Conformational and functional changes of hemoglobin and myosin induced by pH: Functional role in fish quality
Conformational and functional changes in trout hemoglobin and cod myosin were investigated at low and high pH and after subsequent refolding. Hemoglobin cooperatively unfolded at low pH to a “molten globular” state with different levels of structure depending on how low the pH was and if 500 mM NaCl was present. At low pH the heme lost its contact with the protein but was not released but the protein was fully dissociated. Alkaline pH had little effect on hemoglobin but the heme environment suggested a strong heme-distal histidine link at pH 10.5. Longer unfolding time, lower pH and higher ionic strength made it more difficult to refold hemoglobin. The more misfolded the protein was the more hydrophobic it became and the lower its solubility after refolding it to pH 5.5. The presence of salt greatly facilitated the hydrophobic aggregation. The more unfolded or misfolded the protein was the more pro-oxidative it became, maybe as a result of more exposed heme, heme and subunit dissociation and hemoglobin-membrane interactions. High pH completely suppressed pro-oxidative activity of hemoglobin, possibly due to a strong heme-distal histidine link preventing autoxidation.

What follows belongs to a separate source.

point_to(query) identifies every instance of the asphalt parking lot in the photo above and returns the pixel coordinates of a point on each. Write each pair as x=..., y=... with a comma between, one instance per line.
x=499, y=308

Helical structure of myosin rods was little affected at low and high but the head group was substantially unfolded. The protein was possibly fully dissociated at low pH while at high pH only half of the light chains dissociated. The myosin head was misfolded on refolding with increased hydrophobicity, reactive −SH groups, loss in ATPase activity and lower conformational stability. The heavy chains may have fully reassembled on refolding from acid pH but light chains failed to reassemble to the protein. Refolded myosin had almost identical solubility as native myosin at pH 7.5 while cod myofibrillar proteins had increased solubility after acid and alkali treatment compared to the untreated proteins. Myosin and myofibrillar proteins exhibited improved emulsification activity and stability at pH 7.5 after pH treatment. Myosin gelled at a lower temperature and formed stronger gels at pH 7.5 in 600 mM KCl. The pH treated myofibrillar proteins also gelled at a lower temperature than native myosin but had a different gelling mechanism on heating.